If she says someone wanted to pay them to put shit in the ice cream, I believe her. That the approach was so bold suggests to me this was not an isolated event. What we old grumpy technologists need to do is hunt these creeps down and make sure no computer is ever loyal to them again.
Bent, folded, spindled, and mutilated.
Is it? Newer Linux distros typically come with systemd, which many users consider to be malware because it's unwanted and can have a very negative impact. So it's not like Linux is any better in reality, I'm sad to say.
Holy shit, why can't people shut up about systemd? You people seem to bring it up at EVERY single opportunity, even if it's REMOTELY related.
Since you brought it up....
Complaints about systemd are like complaints about the TSA -- richly deserved, but kind of pointless, because that shit is just not going away (until it gets superceded by something even worse).
Just making sure you don't forget how bad that shit is. Works OK'ish when everything works but damn what a pain in the ass to debug when a service fails to start ..... for some reason.
All our servers have switched to BSD. Should have done this a lot sooner since BSD just makes sense when you have worked with a various Linux distros over the years .... LSB was a good idea but no one gave a fuck.
Everyone who buys Wild Hunt will receive 16 specially prepared DLCs absolutely for free, regardless of platform.
Well, if googelig "jessie without systemd" and then reading about 10 lines in the debian wiki is too much effort for you, then you are right that it is "too difficult". On any competence level above "incometent" this should however be acceptable, and it requires neither dangerous commands, nor even looking at any non-Debian documentation.
Sure, that the installed does not offer it is a valid concern and I have criticized that in the past rather strongly.
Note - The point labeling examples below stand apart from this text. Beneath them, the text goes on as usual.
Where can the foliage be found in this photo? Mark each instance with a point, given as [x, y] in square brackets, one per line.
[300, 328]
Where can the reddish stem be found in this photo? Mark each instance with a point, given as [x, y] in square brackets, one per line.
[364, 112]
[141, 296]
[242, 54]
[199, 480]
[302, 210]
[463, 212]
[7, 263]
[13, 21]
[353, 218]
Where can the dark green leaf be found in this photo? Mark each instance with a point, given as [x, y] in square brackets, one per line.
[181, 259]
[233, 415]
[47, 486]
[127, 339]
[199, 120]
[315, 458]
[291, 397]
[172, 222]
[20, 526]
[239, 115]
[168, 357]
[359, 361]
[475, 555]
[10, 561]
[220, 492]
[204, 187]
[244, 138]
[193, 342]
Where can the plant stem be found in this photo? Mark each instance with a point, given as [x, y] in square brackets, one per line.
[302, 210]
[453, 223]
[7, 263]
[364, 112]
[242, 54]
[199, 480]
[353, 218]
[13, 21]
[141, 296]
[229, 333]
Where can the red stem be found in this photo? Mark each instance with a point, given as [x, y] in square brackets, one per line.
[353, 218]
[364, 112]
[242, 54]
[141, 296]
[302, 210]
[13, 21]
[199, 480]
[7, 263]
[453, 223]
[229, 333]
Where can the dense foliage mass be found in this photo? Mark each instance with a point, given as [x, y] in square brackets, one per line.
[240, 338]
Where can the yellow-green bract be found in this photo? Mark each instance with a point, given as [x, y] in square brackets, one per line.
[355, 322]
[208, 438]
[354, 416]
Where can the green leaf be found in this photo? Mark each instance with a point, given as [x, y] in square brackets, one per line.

However claiming that it is hard or risky to get Debian to run without systemd is just opening up oneself to ridicule, because it is not. Now, if you want to remove udev to have no trace from the systemd-complex left, that would be somewhat difficult, but getting rid of systemd itself is not.
Make no misrtake, I am very much opposed to the default an the missing alternative in the installer, as I think systemd is not ready for prime-time, not universal enough to be the default and has some rather questionable software engineering decision it it. But attacking it with wrong claims is not going to work well.
Most ACs are not even worth the keystrokes to insult them. Be generically insulted by this and ignored otherwise.